Some Alaskans are already familiar with RCV, including Bob Butera, a member of FairVote Anchorage. Butera switched his party registration from nonpartisan to Democrat in order to participate in the Alaska Democratic Party’s 2020 Primary election, which used ranked choice voting to determine their presidential candidate. Nearly double the number of registered Democrats voted in this year’s Primary as compared to 2016.
This is not surprising, as ranked choice voting has been associated with increased voter participation and motivation in cities where it’s currently in use. Studies comparing turnout rates prior to and following implementation show an increase of 5-28% with the use of ranked choice voting. When voters feel like their vote matters and they’re not simply choosing between the lesser of two evils, they show up.
“I’m a civil engineer–I’m the first to admit we are a very analytical group of people. We absolutely need to understand the details.” Butera said. “After studying ranked choice voting, I found a lot to like. It’s a really simple change. There are so many positives: assuring a candidate wins majority support. Allowing voters to vote for the candidate they support instead of the one they oppose. The one I really like the best is that it encourages civil campaigns. Those who say ranked choice voting is difficult to understand, don’t give Alaska voters credit for being smart.”
Kyle Bailey, who managed Maine’s historic ballot campaign that won the nation’s first statewide ranked choice voting law in 2016, reported that “voters overwhelmingly found ranked choice voting easy to use, they thought it was simple. Voter turnout was ten percent higher than expected. People were so excited to be able to vote and rank their choices for the first time. The benefits we talk about are real, this is not an academic experiment. That’s the power of ranked choice voting, it substantively changes the conversation.”
Bailey went on to encourage the Yes on 2 for Better Elections campaign to persevere through legal challenges by special interest groups who see Ballot Measure 2 as a threat to the broken two party system.
“There are powerful political interests who oppose ranked choice voting, because it threatens some in the status quo.

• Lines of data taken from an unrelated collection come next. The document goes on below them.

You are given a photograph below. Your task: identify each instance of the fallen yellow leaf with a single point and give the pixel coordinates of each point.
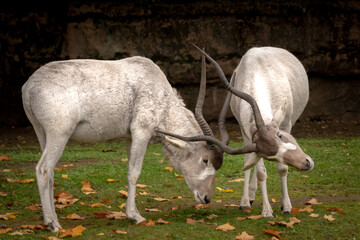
(119, 232)
(73, 216)
(314, 215)
(87, 187)
(77, 231)
(193, 221)
(27, 180)
(224, 190)
(5, 158)
(237, 180)
(226, 227)
(169, 169)
(5, 230)
(152, 210)
(161, 221)
(123, 193)
(244, 236)
(329, 217)
(313, 201)
(161, 199)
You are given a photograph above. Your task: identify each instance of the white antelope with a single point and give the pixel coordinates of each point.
(92, 101)
(275, 84)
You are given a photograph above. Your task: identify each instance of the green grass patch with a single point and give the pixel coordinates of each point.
(335, 181)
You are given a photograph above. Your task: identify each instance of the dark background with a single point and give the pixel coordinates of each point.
(324, 35)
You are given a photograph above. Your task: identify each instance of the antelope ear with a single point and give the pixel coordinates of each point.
(177, 142)
(279, 115)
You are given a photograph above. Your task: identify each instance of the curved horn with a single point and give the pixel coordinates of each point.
(200, 102)
(260, 124)
(225, 148)
(222, 128)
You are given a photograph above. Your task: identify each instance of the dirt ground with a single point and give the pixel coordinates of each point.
(11, 136)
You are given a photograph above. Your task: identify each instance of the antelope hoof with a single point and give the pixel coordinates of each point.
(53, 226)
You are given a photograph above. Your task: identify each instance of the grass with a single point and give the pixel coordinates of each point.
(335, 182)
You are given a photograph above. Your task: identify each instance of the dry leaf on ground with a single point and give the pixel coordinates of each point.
(336, 209)
(224, 190)
(123, 193)
(244, 236)
(86, 188)
(314, 215)
(193, 221)
(5, 158)
(5, 230)
(169, 169)
(212, 216)
(119, 232)
(73, 232)
(226, 227)
(152, 210)
(73, 216)
(254, 217)
(201, 206)
(146, 223)
(273, 233)
(161, 221)
(313, 201)
(237, 180)
(329, 217)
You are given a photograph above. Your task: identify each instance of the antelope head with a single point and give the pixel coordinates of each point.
(269, 141)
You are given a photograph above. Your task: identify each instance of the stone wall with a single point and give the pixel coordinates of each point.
(324, 35)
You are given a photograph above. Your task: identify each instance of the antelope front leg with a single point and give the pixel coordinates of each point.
(246, 197)
(262, 175)
(285, 200)
(136, 158)
(45, 181)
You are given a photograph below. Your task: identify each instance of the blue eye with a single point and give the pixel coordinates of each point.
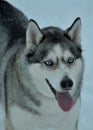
(48, 63)
(71, 60)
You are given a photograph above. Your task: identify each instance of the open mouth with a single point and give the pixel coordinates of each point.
(64, 99)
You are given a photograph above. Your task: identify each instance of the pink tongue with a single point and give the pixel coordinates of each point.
(64, 100)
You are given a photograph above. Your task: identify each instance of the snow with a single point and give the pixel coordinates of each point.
(62, 13)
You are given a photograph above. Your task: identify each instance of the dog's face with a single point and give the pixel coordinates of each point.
(55, 61)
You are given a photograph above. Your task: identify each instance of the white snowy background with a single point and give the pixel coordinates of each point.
(62, 13)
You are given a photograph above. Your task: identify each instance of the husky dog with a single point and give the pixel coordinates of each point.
(40, 73)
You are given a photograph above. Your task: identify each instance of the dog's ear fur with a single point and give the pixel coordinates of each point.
(74, 32)
(33, 34)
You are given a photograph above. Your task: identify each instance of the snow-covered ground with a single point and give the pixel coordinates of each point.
(62, 13)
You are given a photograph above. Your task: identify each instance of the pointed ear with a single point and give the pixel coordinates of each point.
(33, 34)
(74, 32)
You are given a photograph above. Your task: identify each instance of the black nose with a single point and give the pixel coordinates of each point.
(66, 83)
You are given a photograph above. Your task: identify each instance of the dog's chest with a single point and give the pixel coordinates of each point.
(51, 118)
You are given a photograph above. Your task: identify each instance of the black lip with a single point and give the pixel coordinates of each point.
(51, 87)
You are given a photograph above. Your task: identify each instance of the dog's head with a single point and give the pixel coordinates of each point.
(55, 61)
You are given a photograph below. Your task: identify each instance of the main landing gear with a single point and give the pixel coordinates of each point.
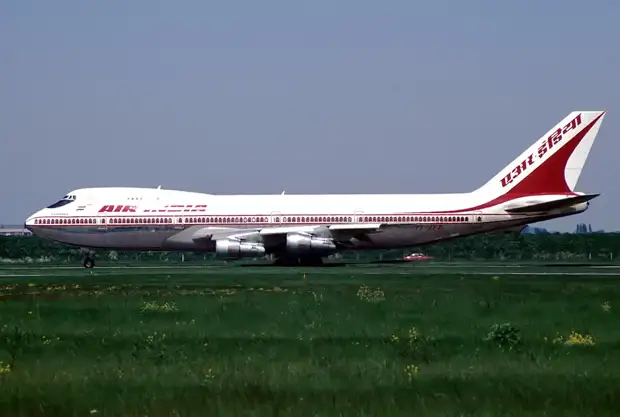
(89, 261)
(299, 261)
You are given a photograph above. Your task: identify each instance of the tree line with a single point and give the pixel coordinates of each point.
(486, 247)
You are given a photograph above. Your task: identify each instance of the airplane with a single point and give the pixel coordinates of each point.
(536, 186)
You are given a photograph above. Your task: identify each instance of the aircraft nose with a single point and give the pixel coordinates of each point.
(30, 221)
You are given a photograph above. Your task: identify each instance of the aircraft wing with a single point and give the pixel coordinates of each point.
(339, 232)
(551, 205)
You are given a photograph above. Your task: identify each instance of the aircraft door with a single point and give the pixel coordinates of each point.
(358, 216)
(102, 224)
(276, 218)
(478, 219)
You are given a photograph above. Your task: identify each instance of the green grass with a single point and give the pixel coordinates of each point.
(269, 342)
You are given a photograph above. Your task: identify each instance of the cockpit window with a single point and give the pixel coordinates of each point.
(63, 202)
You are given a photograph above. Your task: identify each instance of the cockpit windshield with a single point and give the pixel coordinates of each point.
(63, 202)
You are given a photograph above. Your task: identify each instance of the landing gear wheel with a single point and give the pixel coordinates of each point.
(299, 261)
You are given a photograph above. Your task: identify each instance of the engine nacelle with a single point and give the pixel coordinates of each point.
(302, 244)
(235, 249)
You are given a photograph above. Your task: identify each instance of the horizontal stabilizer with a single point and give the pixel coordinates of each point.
(552, 205)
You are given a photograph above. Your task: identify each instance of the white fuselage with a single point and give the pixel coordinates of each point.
(149, 219)
(537, 185)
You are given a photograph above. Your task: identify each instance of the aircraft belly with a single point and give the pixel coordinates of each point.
(119, 239)
(409, 236)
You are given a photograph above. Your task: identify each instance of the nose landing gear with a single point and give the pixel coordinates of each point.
(89, 261)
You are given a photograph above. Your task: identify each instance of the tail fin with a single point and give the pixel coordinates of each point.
(552, 165)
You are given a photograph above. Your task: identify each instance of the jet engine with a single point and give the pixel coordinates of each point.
(235, 249)
(304, 244)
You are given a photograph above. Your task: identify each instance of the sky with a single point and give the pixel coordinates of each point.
(308, 97)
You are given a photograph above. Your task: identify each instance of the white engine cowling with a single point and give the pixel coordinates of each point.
(302, 244)
(229, 248)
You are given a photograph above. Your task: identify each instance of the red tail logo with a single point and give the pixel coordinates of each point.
(548, 144)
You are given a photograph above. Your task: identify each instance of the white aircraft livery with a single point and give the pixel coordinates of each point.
(302, 229)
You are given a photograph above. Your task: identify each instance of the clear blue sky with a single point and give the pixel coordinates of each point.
(312, 97)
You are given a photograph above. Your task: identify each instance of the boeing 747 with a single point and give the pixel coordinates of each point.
(303, 229)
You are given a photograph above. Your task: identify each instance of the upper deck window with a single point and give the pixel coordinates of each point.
(62, 202)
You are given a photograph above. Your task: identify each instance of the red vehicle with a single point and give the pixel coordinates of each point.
(417, 257)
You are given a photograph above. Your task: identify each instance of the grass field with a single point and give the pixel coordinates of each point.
(389, 340)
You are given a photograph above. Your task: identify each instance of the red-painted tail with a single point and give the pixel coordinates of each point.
(552, 165)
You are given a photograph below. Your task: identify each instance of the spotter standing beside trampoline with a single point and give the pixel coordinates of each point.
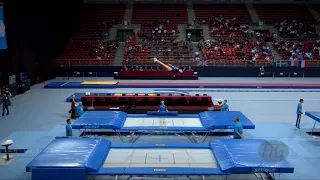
(238, 129)
(168, 67)
(162, 107)
(299, 113)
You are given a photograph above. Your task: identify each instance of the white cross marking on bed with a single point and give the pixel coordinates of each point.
(165, 122)
(193, 158)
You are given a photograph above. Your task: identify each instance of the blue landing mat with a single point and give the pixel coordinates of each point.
(80, 95)
(76, 85)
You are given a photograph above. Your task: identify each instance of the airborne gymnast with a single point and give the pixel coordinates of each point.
(168, 67)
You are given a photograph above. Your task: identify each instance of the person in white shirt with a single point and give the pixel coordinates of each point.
(173, 32)
(189, 36)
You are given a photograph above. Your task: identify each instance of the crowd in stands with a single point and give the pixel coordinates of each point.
(90, 50)
(165, 50)
(234, 39)
(158, 29)
(298, 50)
(241, 49)
(224, 28)
(296, 29)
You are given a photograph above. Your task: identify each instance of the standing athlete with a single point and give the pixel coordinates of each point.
(299, 113)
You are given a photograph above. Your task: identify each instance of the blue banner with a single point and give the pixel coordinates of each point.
(3, 40)
(281, 63)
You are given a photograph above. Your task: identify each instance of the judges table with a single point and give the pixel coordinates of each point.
(140, 104)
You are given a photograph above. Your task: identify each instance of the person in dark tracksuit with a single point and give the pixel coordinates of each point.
(5, 104)
(237, 129)
(69, 127)
(299, 113)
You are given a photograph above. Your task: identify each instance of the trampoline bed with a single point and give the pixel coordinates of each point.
(315, 115)
(75, 158)
(153, 122)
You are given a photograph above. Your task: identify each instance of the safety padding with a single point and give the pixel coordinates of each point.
(87, 153)
(156, 113)
(315, 115)
(244, 156)
(223, 120)
(161, 145)
(159, 171)
(101, 120)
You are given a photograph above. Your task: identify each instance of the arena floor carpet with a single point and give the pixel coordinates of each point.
(39, 115)
(103, 84)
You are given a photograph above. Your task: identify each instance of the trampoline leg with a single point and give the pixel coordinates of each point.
(205, 138)
(190, 139)
(194, 137)
(314, 126)
(135, 139)
(119, 135)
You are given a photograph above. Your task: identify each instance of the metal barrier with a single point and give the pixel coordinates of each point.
(222, 63)
(85, 74)
(281, 74)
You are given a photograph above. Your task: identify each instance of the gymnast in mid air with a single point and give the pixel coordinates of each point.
(168, 67)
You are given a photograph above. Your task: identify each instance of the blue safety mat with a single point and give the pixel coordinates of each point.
(315, 115)
(248, 155)
(156, 113)
(77, 85)
(101, 120)
(233, 156)
(87, 153)
(224, 120)
(78, 96)
(116, 119)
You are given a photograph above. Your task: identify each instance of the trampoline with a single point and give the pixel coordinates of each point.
(315, 115)
(159, 122)
(75, 158)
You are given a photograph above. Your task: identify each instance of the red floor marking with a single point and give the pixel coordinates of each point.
(214, 84)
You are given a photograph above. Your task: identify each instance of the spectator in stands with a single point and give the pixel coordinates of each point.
(5, 103)
(225, 106)
(299, 113)
(237, 129)
(296, 29)
(168, 67)
(80, 110)
(173, 32)
(162, 107)
(189, 36)
(69, 128)
(106, 56)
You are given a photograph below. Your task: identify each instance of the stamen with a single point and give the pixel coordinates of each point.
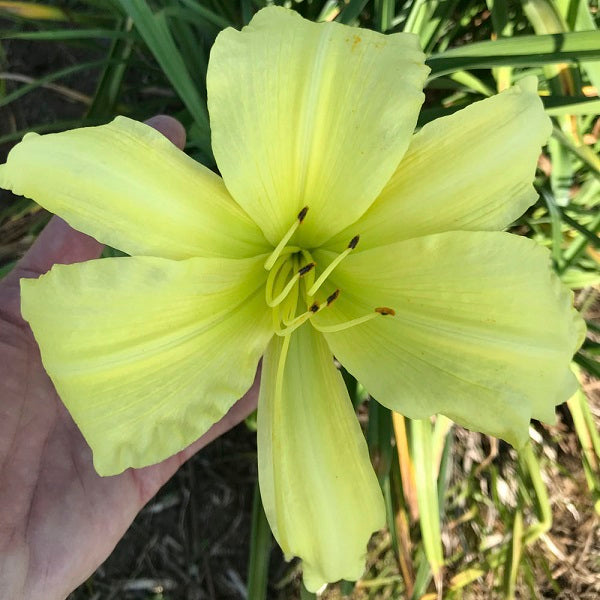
(379, 312)
(334, 263)
(285, 239)
(282, 267)
(290, 284)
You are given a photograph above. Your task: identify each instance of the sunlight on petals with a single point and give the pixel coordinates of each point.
(306, 113)
(483, 332)
(128, 186)
(147, 353)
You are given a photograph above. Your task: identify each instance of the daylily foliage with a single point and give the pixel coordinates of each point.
(332, 231)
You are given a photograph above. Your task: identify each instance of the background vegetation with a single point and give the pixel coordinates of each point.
(468, 517)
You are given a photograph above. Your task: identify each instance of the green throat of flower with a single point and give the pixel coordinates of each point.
(291, 284)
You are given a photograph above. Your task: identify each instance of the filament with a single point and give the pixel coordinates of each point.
(285, 239)
(334, 263)
(381, 311)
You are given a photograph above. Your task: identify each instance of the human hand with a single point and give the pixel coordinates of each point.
(59, 520)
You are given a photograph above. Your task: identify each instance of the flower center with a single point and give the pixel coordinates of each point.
(291, 283)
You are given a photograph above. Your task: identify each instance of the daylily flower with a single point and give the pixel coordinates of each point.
(332, 231)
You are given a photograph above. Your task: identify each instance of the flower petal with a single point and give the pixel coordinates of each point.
(484, 331)
(128, 186)
(319, 491)
(470, 171)
(147, 353)
(315, 114)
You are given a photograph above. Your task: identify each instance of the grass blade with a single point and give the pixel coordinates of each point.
(421, 444)
(156, 33)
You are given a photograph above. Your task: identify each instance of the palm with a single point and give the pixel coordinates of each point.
(58, 519)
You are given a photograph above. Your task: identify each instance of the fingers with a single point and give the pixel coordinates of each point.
(237, 413)
(58, 243)
(171, 128)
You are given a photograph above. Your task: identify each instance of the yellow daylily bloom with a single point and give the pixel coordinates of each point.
(333, 231)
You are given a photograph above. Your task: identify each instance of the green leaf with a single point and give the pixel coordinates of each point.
(155, 31)
(528, 50)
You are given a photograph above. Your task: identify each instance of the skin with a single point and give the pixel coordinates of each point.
(58, 519)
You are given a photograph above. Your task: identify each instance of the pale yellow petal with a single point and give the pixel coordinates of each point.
(310, 114)
(147, 353)
(127, 185)
(484, 331)
(319, 491)
(470, 171)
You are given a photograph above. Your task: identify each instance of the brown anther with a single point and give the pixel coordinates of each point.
(302, 214)
(333, 296)
(353, 242)
(306, 269)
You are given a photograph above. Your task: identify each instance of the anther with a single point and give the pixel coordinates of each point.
(302, 214)
(334, 263)
(383, 310)
(306, 269)
(285, 239)
(354, 242)
(333, 297)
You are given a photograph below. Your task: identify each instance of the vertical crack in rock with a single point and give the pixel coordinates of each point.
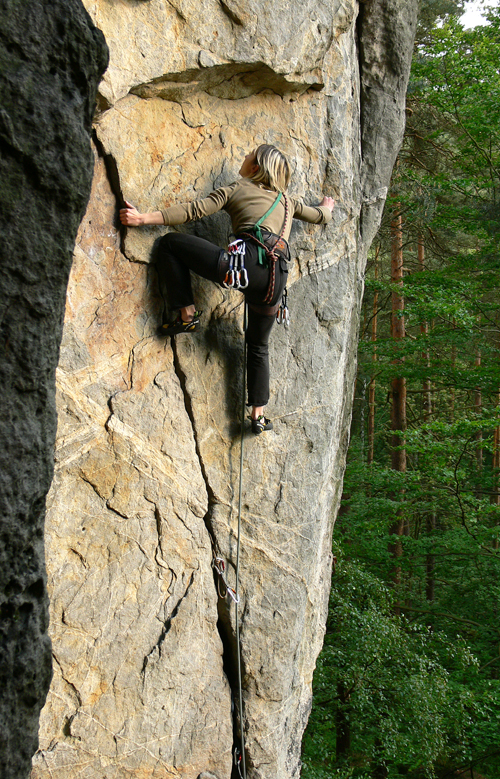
(226, 633)
(114, 182)
(167, 625)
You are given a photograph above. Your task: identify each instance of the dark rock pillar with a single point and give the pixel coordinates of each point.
(51, 60)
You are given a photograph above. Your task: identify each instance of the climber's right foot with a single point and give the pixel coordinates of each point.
(261, 424)
(179, 326)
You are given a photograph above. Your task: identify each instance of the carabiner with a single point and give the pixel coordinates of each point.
(243, 283)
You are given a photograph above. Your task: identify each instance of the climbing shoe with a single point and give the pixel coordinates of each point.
(261, 424)
(178, 326)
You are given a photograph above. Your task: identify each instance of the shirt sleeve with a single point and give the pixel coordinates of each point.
(197, 209)
(312, 214)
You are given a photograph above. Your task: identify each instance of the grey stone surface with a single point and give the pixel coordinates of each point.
(147, 449)
(51, 60)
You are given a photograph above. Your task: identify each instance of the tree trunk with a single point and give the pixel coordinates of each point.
(371, 388)
(398, 385)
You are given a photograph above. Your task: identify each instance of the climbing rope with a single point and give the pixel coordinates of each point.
(236, 601)
(219, 566)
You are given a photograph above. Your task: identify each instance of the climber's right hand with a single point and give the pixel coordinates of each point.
(130, 216)
(329, 202)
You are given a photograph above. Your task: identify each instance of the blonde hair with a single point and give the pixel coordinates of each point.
(274, 169)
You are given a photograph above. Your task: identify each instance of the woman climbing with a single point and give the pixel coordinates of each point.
(256, 262)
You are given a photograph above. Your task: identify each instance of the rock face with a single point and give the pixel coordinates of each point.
(148, 445)
(52, 59)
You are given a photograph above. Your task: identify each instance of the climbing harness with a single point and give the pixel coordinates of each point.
(219, 567)
(236, 275)
(283, 314)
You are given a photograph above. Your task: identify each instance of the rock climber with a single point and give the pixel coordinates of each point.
(261, 214)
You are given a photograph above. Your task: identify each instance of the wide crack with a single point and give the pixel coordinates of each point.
(224, 628)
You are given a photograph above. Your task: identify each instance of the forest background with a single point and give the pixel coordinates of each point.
(408, 683)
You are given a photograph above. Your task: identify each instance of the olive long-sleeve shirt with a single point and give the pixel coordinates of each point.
(246, 203)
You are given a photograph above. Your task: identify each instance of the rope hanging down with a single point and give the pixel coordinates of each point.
(219, 565)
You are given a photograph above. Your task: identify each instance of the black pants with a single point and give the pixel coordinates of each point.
(179, 253)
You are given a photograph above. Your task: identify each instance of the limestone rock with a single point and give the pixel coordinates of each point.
(148, 446)
(52, 58)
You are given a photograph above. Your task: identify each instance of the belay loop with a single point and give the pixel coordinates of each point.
(283, 314)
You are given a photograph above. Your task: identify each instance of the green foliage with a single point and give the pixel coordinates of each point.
(408, 684)
(402, 691)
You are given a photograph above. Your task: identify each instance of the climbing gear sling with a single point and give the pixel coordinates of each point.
(236, 275)
(269, 252)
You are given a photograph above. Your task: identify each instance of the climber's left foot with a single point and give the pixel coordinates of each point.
(179, 326)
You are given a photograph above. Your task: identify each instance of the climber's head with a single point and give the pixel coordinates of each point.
(268, 166)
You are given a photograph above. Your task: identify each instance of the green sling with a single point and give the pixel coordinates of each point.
(258, 232)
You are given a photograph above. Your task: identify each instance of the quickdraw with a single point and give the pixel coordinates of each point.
(236, 276)
(283, 314)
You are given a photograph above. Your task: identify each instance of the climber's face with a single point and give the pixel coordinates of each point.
(249, 167)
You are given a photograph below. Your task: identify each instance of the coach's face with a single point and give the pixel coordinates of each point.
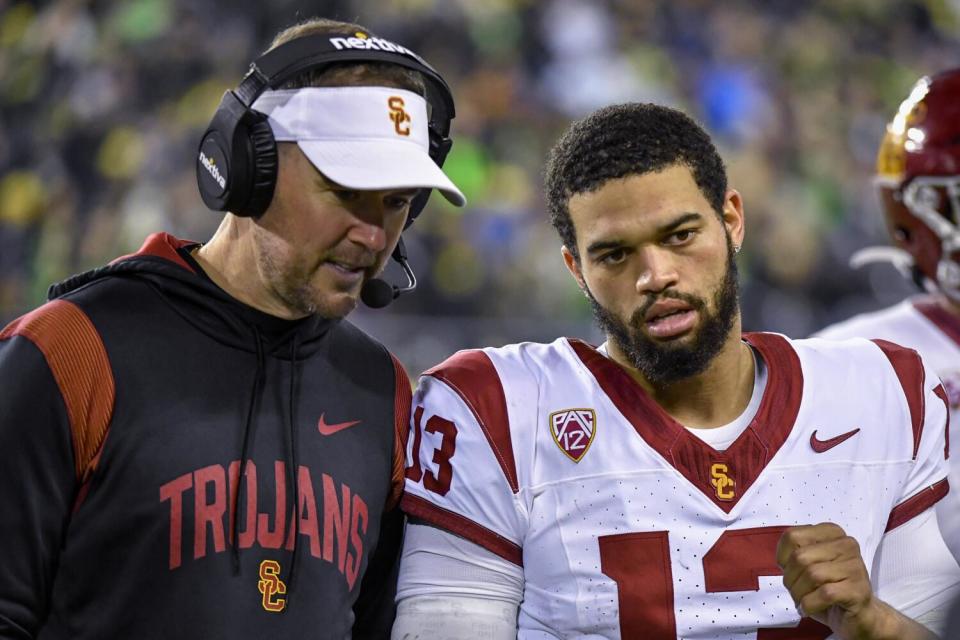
(657, 264)
(318, 242)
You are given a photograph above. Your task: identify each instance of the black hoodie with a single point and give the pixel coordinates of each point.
(130, 405)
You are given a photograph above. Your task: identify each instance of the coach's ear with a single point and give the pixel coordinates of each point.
(573, 266)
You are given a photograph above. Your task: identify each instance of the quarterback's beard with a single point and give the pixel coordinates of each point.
(663, 363)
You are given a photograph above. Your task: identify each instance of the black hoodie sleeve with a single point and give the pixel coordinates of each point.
(37, 484)
(375, 607)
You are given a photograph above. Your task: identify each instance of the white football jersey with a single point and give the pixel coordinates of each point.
(921, 324)
(625, 524)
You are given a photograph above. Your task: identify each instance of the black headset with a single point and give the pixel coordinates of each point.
(237, 158)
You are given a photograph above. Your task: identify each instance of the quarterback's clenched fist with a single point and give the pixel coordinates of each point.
(825, 574)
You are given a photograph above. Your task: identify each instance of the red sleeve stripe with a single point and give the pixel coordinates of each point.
(78, 361)
(401, 416)
(909, 368)
(942, 394)
(473, 377)
(464, 527)
(912, 507)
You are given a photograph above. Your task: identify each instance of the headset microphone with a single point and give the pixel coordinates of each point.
(377, 293)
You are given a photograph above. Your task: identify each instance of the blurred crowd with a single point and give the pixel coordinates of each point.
(102, 105)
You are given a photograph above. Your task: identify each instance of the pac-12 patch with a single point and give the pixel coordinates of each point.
(573, 431)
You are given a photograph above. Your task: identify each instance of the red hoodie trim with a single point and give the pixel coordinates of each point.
(161, 245)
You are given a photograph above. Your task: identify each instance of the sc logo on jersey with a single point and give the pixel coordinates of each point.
(271, 586)
(573, 431)
(722, 483)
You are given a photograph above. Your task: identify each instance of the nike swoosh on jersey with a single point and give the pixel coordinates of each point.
(825, 445)
(330, 429)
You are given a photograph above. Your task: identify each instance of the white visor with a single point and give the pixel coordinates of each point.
(368, 138)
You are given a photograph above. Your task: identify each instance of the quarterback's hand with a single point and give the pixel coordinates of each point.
(827, 578)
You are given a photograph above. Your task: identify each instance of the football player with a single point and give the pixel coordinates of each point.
(684, 479)
(918, 180)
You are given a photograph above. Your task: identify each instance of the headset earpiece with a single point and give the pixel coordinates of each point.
(237, 159)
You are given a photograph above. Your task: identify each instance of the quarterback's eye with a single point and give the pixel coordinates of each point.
(613, 257)
(681, 237)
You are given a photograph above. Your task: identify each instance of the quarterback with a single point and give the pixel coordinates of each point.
(684, 479)
(918, 179)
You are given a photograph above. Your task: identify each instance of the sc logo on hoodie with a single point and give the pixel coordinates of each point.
(271, 586)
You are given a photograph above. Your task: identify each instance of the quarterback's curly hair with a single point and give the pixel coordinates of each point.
(624, 140)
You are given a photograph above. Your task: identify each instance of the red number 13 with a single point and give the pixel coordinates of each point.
(439, 483)
(640, 565)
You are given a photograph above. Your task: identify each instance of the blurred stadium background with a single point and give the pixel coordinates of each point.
(102, 104)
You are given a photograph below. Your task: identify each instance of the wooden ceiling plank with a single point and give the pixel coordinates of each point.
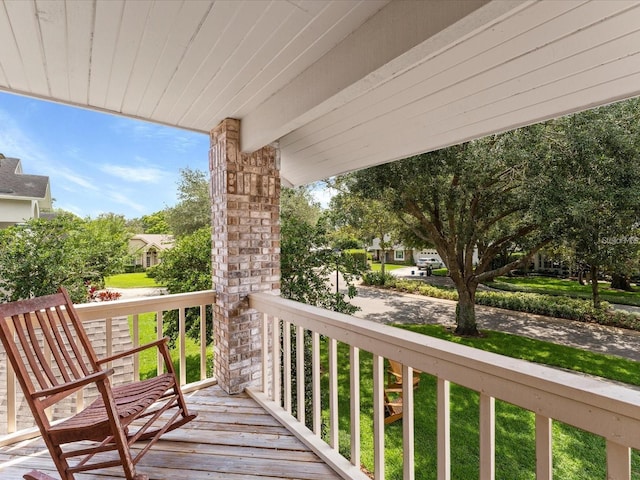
(625, 87)
(105, 37)
(263, 43)
(443, 69)
(312, 41)
(133, 27)
(603, 84)
(194, 60)
(362, 60)
(214, 65)
(433, 94)
(10, 62)
(25, 28)
(163, 47)
(79, 37)
(445, 108)
(52, 22)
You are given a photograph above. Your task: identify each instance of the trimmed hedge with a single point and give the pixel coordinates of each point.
(539, 304)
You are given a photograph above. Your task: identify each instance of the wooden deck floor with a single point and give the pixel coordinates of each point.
(232, 439)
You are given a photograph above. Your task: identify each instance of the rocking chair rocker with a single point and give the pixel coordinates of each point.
(52, 357)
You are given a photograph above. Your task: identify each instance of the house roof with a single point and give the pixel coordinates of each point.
(159, 241)
(15, 184)
(341, 84)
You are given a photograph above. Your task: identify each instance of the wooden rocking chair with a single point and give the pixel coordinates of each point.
(52, 357)
(393, 391)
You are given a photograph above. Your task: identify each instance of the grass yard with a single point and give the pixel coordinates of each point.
(577, 455)
(147, 328)
(130, 280)
(566, 287)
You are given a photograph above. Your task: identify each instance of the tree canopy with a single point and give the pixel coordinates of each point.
(43, 254)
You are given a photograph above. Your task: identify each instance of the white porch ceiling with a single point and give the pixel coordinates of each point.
(341, 84)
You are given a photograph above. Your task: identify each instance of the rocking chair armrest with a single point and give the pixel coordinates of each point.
(74, 385)
(126, 353)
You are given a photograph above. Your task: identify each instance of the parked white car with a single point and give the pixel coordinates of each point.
(423, 262)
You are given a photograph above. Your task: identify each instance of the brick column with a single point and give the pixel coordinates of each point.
(245, 192)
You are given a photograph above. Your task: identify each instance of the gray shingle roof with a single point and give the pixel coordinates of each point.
(17, 184)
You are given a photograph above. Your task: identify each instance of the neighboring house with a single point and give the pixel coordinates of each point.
(145, 248)
(394, 254)
(22, 196)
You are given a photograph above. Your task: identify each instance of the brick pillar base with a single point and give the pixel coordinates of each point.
(245, 192)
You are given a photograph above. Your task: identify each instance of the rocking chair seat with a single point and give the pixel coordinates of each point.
(131, 400)
(53, 357)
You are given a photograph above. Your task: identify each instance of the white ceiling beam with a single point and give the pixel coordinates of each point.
(379, 50)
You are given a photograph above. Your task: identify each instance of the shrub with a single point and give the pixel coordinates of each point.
(379, 279)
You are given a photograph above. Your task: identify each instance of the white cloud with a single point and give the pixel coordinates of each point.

It threatens the ad makers, it threatens the politicians who’ve won by slicing and dicing the electorate, who don’t think they can win with 50% + 1.” In Maine, Bailey has successfully defended multiple attempts by the legislature to repeal the voter-approved law. “The effort to strengthen our democracy isn’t something we accomplish in one election or one campaign, it’s ongoing,” he said.
In addition to instituting ranked choice voting in general elections, Ballot Measure 2 would improve Alaska’s elections by creating a single unified primary ballot open to all voters and eliminating Dark Money secret spending on campaigns. Together, these common-sense updates to Alaska’s electoral process will give voters more voice, more choice, more power, and better representation from our elected officials.